This, the third week of March is National Introverts Week.
We live in a world where extroverts are considerably more popular. These are the people who are the life of the party. At ease and relaxed.
We’re Just Different, Not Less Or Better Than:
We the introverted are often thought of as stuck up or impolite. If you aren’t a willing part of the group, then what are you?
Snooty, uppity, contemptuous of others?
People may think of us that way, but the fact is, we are happy for our friends who happen to be extroverts. It just doesn’t fit our DNA.
We are the flies on the wall who watch and listen but don’t wish to mix or join in.
Our favorite activities typically include an audience of one. We are readers of books and purveyors of hobbies such as crossword puzzles and photography and all things solo.
Some consider us poop-outs because we cancel at holidays, prefer to stay at home on weekends, and never accept invitations to parties.
A Book About Introverts:
If you are an introvert, you might be interested in Susan Cain’s book: “Quiet: The Power Of Introverts In A World That Can’t Stop Talking.”
The book that started the Quiet Revolution
At least one-third of the people we know are introverts. They are the ones who prefer listening to speaking. Who innovate and create but dislike self-promotion. And favor working on their own over working in teams.
It is to introverts—Rosa Parks, Chopin, Dr. Seuss, Steve Wozniak—that we owe many of the great contributions to society.
In Quiet, Susan Cain argues that we dramatically undervalue introverts and shows how much we lose in doing so.
She charts the rise of the Extrovert Ideal throughout the twentieth century and explores how deeply it has come to permeate our culture.
She also introduces us to successful introverts—from a witty, high-octane public speaker who recharges in solitude after his talks, to a record-breaking salesman who quietly taps into the power of questions.
Passionately argued, superbly researched, and filled with indelible stories of real people, Quiet has the power to permanently change how we see introverts and, equally important, how they see themselves.

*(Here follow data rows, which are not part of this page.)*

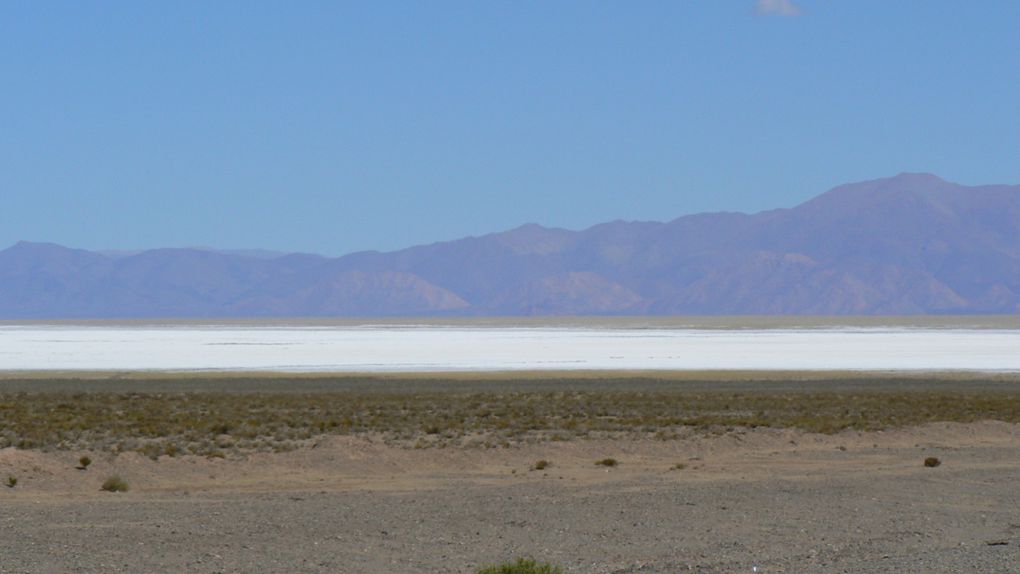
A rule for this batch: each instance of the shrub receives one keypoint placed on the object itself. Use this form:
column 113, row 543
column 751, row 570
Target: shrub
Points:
column 521, row 566
column 115, row 484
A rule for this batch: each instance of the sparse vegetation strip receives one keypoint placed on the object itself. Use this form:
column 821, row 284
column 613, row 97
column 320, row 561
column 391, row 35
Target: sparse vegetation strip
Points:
column 220, row 423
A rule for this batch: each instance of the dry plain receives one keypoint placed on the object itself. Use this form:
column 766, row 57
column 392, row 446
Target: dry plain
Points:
column 717, row 472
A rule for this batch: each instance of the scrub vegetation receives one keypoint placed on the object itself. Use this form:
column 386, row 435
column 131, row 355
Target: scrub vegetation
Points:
column 225, row 419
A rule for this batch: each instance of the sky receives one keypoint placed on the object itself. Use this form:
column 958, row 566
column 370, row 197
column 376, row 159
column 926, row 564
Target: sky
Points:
column 340, row 126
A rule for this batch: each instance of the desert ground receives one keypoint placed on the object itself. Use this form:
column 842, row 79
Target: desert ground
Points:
column 714, row 489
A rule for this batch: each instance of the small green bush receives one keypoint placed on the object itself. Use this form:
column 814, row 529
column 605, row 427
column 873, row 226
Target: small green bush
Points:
column 521, row 566
column 115, row 484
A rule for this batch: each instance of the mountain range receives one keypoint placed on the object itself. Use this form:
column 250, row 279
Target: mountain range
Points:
column 913, row 244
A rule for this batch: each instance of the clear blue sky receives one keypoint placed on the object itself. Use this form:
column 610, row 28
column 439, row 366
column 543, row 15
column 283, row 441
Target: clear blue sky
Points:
column 336, row 126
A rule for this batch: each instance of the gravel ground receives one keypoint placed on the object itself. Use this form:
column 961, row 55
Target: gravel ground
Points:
column 771, row 501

To name just a few famous introverts: Bill Gates (founder of Microsoft) and Ivan Misner (founder of BNI, the largest networking organization in the world).
From the business world, there is Warren Buffet, Elon Musk, and Mark Zuckerberg.
Then there are the celebrities: Tom Hanks, Oprah Winfrey, Meryl Streep, Steven Spielberg, and Emma Watson to name but a few.
Being an introvert does not mean that we can’t be successful. Actually, it’s quite the opposite.
Achievement isn’t necessarily connected to our personality or how social we are. We are just quietly mastering the skills we’ve been gifted.
Thinkers, Innovators & Creators:
We are thinkers, innovators, and creators. However, we prefer to be on the periphery and out of the limelight.
We introverts just want to be accepted by our party-going peers. Just don’t take it personally if we don’t accept your invitation.
Please allow us to spend holidays alone without being made to feel guilty. Don’t be angry with us if we’d often rather dine alone and read a book.
I know that feeling. I’ve faced it my whole life. Why do I not want to mingle? Am I depressed? Could I be angry with someone in the group?
The answer is none of those things. I just prefer to be alone. I’m simply not comfortable with small talk and loud noise and all the revelry that’s to be expected on such occasions.
Please don’t judge us for being who we are. It’s simply the way we’re made.
We’re truly happy for you party goers. We just prefer to stay home alone or with our pets.